Gerakan radikalisme Islam kalau tidak ditangani secara serius akan berdampak negatif bagi bangsa Indonesia yang tengah mengglorifikasi Pancasila dan demokrasi sebagai benteng pertahanan keberagaman agama. Untuk itu, amat urgen untuk menemukan suatu aturan normatif universal yang dapat mengatur keberagaman agama guna menjaga kestabilan bangsa dan menjauhi klaim kebenaran secara tunggal oleh satu agama tertentu. Aturan universal ini sebenarnya telah lama diperkenalkan oleh Jean-Jacques Rousseau (Rousseau), filsuf Perancis dengan upanya membangun gagasan “agama sipil” sebagai agama universal yang dapat mengatur kehidupan masyarakat. Agama sipil ini adalah agama keempat yang dibangun Rousseau setelah ketiga agama sebelumnya, yakni agama manusia, agama warga negara dan agama imam kurang memberikan dampak positif bagi negara, terutama dalam mewujudkan kebaikan bersama.
Kalau dipahami lebih dalam, agama sipil yang dikonsepkan Rousseau dapat diidentik dengan Pancasila yang telah mengatur keberagaman agama di Indonesia. Dalam tulisan ini, penulis ingin mengklaim bahwa Pancasila sebenarnya dapat dinilai sebagai agama sipil yang dibangun Rousseau tersebut dan dapat mengatasi pergolakan radikalisme Islam.

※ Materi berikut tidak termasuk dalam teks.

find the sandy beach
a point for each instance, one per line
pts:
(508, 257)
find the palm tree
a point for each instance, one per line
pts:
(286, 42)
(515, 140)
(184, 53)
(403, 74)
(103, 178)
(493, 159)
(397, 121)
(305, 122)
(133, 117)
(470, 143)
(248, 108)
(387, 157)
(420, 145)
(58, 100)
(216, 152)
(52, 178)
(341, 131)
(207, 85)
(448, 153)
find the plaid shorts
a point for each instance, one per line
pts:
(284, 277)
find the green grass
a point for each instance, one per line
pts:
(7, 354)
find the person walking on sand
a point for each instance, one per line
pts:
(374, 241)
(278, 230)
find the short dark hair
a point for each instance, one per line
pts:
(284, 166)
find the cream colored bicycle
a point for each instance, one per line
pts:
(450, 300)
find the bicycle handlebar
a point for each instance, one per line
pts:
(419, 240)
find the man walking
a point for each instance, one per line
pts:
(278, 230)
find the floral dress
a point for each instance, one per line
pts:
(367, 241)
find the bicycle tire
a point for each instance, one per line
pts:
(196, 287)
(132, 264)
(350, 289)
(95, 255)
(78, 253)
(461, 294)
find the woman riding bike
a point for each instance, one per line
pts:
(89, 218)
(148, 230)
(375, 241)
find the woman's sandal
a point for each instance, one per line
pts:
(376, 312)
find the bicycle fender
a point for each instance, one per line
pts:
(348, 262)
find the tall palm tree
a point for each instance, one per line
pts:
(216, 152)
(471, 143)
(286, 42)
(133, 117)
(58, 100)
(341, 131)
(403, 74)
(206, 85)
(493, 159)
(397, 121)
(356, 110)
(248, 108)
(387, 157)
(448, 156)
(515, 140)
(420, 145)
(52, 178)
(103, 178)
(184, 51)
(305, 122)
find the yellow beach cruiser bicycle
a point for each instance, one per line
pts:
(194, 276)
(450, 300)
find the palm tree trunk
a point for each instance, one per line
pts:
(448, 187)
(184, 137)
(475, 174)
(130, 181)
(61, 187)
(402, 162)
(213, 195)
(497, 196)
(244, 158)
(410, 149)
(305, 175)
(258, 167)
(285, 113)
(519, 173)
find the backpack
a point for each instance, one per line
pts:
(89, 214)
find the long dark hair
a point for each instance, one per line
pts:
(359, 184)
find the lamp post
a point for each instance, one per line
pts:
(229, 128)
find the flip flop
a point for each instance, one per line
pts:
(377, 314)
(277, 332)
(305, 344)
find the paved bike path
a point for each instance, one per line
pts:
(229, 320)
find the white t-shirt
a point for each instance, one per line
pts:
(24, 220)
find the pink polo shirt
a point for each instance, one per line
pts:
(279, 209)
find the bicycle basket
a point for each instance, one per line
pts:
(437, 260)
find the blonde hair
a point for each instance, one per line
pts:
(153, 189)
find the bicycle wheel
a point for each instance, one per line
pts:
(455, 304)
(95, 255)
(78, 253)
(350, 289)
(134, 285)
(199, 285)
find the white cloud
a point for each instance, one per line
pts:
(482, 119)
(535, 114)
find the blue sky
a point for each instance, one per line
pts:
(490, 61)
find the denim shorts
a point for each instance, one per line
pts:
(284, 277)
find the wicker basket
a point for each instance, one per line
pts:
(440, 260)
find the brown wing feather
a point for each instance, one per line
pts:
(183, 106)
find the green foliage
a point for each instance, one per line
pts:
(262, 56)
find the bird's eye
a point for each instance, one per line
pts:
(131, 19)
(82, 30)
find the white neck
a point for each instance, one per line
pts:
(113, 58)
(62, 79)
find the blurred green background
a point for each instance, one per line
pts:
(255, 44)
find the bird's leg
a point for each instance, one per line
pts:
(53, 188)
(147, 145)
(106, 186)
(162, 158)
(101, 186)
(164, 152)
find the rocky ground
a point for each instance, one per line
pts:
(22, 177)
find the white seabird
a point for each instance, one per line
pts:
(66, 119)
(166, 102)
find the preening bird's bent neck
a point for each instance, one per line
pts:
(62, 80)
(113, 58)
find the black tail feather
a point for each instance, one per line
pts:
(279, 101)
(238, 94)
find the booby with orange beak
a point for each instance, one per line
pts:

Ihwal Gagasan Agama Sipil Rousseau
Jean-Jacques Rousseau (Rousseau) membangun gagasan “agama sipil” dalam bab terakhir bukunya The Social Contract (1762). Agama sipil dibangun Rousseau sebagai bentuk penyempurnaan dari kekurangan tiga agama sebelumnya, yakni agama manusia, agama warga negara (masyarakat) dan agama imam (Jean-Jacques Rousseau, 1986:117). Ketiga agama ini memiliki kekurangan karena tidak memberikan stabilitas bagi kehidupan bernegara, salah satunya tidak memberi toleransi karena adanya klaim tunggal atas kebenaran dari satu agama sehingga merugikan Agam yang lain. Hal ini menginspirasi Rousseau memperkenalkan agama keempat, yakni la religion civile, agama sipil yang akan menuntun rakyat untuk hidup dalam persatuan dan kebersamaan sosial. Bagi Rousseau, pembentukan agama sipil tidak dimaksudkan untuk mengintervensi keyakinan masing-masing agama, misalnya tentang jalan menuju surga, tetapi ia mengatur bagaimana hidup bersama secara rukun di antara sesama warga negara ( Rusian, 2021:7).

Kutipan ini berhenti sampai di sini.